With a capable HR manager, though, these assumptions can be negated and corrected. Since HR professionals are often involved in employee reviews, they can use this position to be your advocate. This ensures that your value to the company is not damaged by misconceptions about working moms.
Since HR managers act as a liaison between management and employees, do make sure to approach them for assistance early on. Although HR managers do make it a point to do their own check-ins, it is helpful when you come to them to better explain your circumstances. In this way, they’re able to counter any biases against you since you’ve given them an intimate understanding of your situation.
Ensuring Compensation and Benefits
As it is, women already deal with a gender pay gap of about 22.1%. On top of this, more women than men are impacted by parenting responsibilities. Case in point, a large number of the 2.4 million women who left the workforce between 2020 and 2021 did so because of caregiving responsibilities. As a result, many companies are trying to encourage women back into the workforce by sweetening compensation and benefits packages. Unfortunately, though, these packages are still not always up to snuff.

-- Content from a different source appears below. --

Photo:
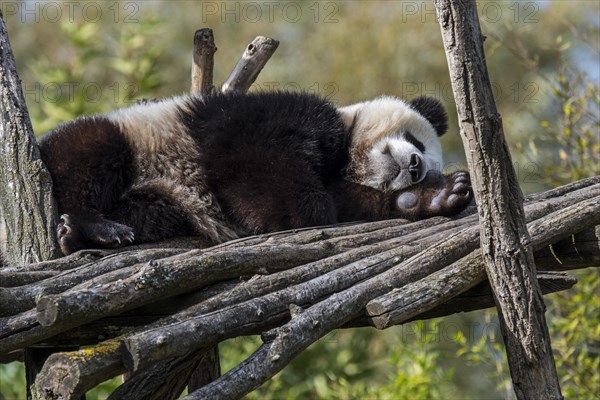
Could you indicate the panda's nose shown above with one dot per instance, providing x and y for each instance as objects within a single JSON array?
[{"x": 415, "y": 167}]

Compensation is something your HR department’s compensation and benefits manager can help with though. Among the most popular careers in human resource management right now, these managers are in charge of employee payments and benefits programs. This means that they develop the benefits and pay structure, and ensure company compliance. Through this, they ensure that wage rates are competitive and aligned with federal and state regulations.
Perhaps most importantly, though, HR compensation and benefits managers can also create policies that are more considerate to parenting. For instance, they can help spur the practice of longer parental leaves with fewer eligibility restrictions. Therefore, as a working mom, don’t hesitate to ask your HR department to clarify and even champion your compensation and benefits. This is something you deserve, and something HR managers will be happy to represent since it also helps increase overall employee engagement.
Achieving Work-Life Balance
Work-life balance has become a buzz term among companies and employees hoping to fight off worker burnout. Among working moms, though, work-life balance is especially crucial since they’ve got the extra task of rearing another human being.
Now, while work-life is promised in many companies, it falls on HR managers to actually put it into practice. Having said that, don’t hesitate to approach your HR manager with questions about the company culture that pertains to work-life balance. This means clarifying if work-life balance means having flexible work setups, reasonable workloads, and concrete family first policies.
Usually, HR managers will be able to give you accurate answers and even offer you additional work-life benefits should you need them. This can include being eligible for paid parental leave, acquiring child care assistance, and other relevant aid initiatives.
What’s more, some HR managers can also initiate the creation of internal efforts that provide support for parents. An example of this is an employee resource group (ERG) which can provide a wonderful support system among workers. This can help you enjoy community, inclusivity, and diversity.
Connect with Your HR Team
There will likely always be challenges to being a working parent. Balancing work and home life isn’t easy!
However, HR professionals can play an important role in breaking down the barriers between working moms and career success. Reach out to your HR department to get the support you need.